The Memorial Day Parade in Chappaqua is a strong, longstanding tradition that cloudy gray skies and sporadic showers could not defeat.

“Chappaqua always supports the veterans and the Memorial Day Parade — rain or shine,” said Adam Glick of Chappaqua.

“I think it’s absolutely wonderful that they would be such a turn on a rainy day,” said Ron Freeman, a World War II veteran.

Cuomo said the holiday now means even more than honoring those who fought for us.

”I think we’re also talking about today and the state of the world today, and the fear that we all have about terrorism,” Cuomo said, “and I think we have a new appreciation for the freedom this nation gives us and how we have to keep it safe.”

In Ridgewood, New Jersey, dozens came to remember those who gave the ultimate sacrifice.
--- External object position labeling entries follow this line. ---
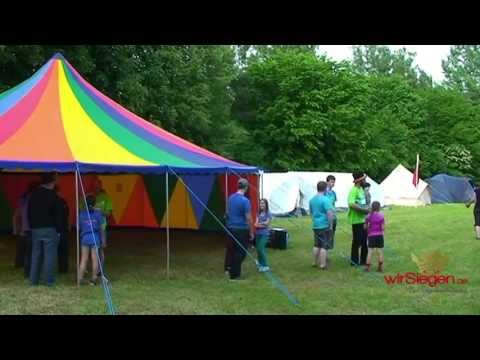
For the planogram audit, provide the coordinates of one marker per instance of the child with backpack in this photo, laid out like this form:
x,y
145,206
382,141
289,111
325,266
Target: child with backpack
x,y
375,226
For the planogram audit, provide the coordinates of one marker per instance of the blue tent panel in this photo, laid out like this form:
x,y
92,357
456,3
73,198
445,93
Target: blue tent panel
x,y
450,189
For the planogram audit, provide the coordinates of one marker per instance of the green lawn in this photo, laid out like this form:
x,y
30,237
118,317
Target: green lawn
x,y
136,264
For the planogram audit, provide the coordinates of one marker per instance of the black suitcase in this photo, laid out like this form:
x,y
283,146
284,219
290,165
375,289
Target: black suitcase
x,y
278,239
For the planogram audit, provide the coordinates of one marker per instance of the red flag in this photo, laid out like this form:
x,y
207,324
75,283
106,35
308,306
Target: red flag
x,y
416,174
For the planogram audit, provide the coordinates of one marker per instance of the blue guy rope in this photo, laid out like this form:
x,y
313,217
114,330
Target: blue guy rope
x,y
275,281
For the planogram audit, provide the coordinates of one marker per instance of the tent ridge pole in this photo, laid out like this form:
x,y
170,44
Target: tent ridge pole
x,y
77,227
168,224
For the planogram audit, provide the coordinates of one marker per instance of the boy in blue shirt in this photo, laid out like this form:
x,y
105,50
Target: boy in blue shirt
x,y
332,195
90,219
322,222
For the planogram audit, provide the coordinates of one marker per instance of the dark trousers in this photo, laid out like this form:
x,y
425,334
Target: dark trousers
x,y
359,241
44,255
19,252
239,251
63,253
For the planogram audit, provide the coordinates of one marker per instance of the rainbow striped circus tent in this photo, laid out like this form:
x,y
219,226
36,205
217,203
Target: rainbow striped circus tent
x,y
56,120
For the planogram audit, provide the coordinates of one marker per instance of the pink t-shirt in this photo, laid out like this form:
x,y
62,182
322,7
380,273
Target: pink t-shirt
x,y
374,221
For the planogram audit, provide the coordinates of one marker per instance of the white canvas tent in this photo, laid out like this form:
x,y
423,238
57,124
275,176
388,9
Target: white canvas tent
x,y
343,184
281,190
287,191
398,189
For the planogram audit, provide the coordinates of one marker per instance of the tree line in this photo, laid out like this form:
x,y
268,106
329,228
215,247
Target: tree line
x,y
288,107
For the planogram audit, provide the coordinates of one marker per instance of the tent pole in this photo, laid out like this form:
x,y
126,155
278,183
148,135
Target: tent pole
x,y
261,184
226,189
168,225
77,229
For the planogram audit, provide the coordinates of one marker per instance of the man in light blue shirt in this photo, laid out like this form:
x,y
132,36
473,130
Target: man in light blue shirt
x,y
332,195
240,225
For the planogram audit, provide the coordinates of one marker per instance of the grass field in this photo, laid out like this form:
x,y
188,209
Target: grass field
x,y
136,266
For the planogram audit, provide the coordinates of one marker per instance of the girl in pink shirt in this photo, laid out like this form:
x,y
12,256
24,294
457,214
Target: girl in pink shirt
x,y
375,226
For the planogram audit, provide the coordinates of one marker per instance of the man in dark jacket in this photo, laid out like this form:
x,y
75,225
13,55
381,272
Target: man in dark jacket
x,y
44,217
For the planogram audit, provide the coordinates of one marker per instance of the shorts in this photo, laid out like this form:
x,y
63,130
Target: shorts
x,y
375,241
89,246
322,238
476,216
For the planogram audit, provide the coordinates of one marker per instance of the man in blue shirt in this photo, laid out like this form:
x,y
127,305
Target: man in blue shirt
x,y
240,224
332,195
322,219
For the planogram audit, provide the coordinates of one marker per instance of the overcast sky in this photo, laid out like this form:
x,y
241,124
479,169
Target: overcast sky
x,y
429,57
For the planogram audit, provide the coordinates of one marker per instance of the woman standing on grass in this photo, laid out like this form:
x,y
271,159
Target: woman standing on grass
x,y
476,211
90,221
375,225
262,233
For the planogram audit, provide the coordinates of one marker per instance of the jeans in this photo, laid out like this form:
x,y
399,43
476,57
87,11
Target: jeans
x,y
44,243
63,248
261,245
27,262
359,240
229,251
20,252
239,251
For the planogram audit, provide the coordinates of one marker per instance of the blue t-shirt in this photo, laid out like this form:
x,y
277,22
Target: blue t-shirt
x,y
263,217
238,208
97,219
319,205
332,196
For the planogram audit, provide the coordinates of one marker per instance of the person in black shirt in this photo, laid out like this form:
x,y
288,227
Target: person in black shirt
x,y
63,245
45,221
476,210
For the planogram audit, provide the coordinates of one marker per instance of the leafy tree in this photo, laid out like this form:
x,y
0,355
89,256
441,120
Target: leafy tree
x,y
381,60
462,70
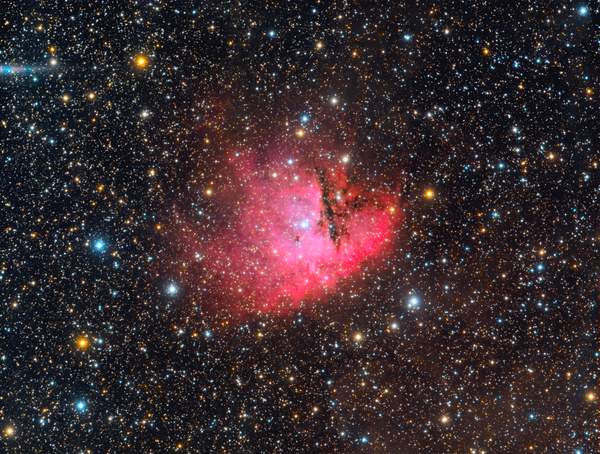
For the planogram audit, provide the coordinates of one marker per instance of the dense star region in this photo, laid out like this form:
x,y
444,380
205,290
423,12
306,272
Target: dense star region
x,y
275,227
297,229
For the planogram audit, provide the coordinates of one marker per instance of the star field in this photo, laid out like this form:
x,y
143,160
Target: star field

An indoor memorial replaced the outdoor event that was washed out by the rain.

World War II veteran Joe Vrana said he will never forget his fallen comrades.

“Lots of memories of all my friends that are still over there,” Vrana said.

Other events were held over the weekend ahead of Memorial Day.

The Town of Huntington spent Sunday remembering and honoring our fallen services. Dozens of veterans turned out to lay wreaths at the World War I, World War II, Korean War, Vietnam and Women’s Veteran monuments on Main Street. The Memorial Day ceremonies continue Monday with several parades across town.

The new Kosciuszko Bridge was lit up in red, white and blue Sunday night in honor of Memorial Day. It was the third light show since the bridge opened a month ago.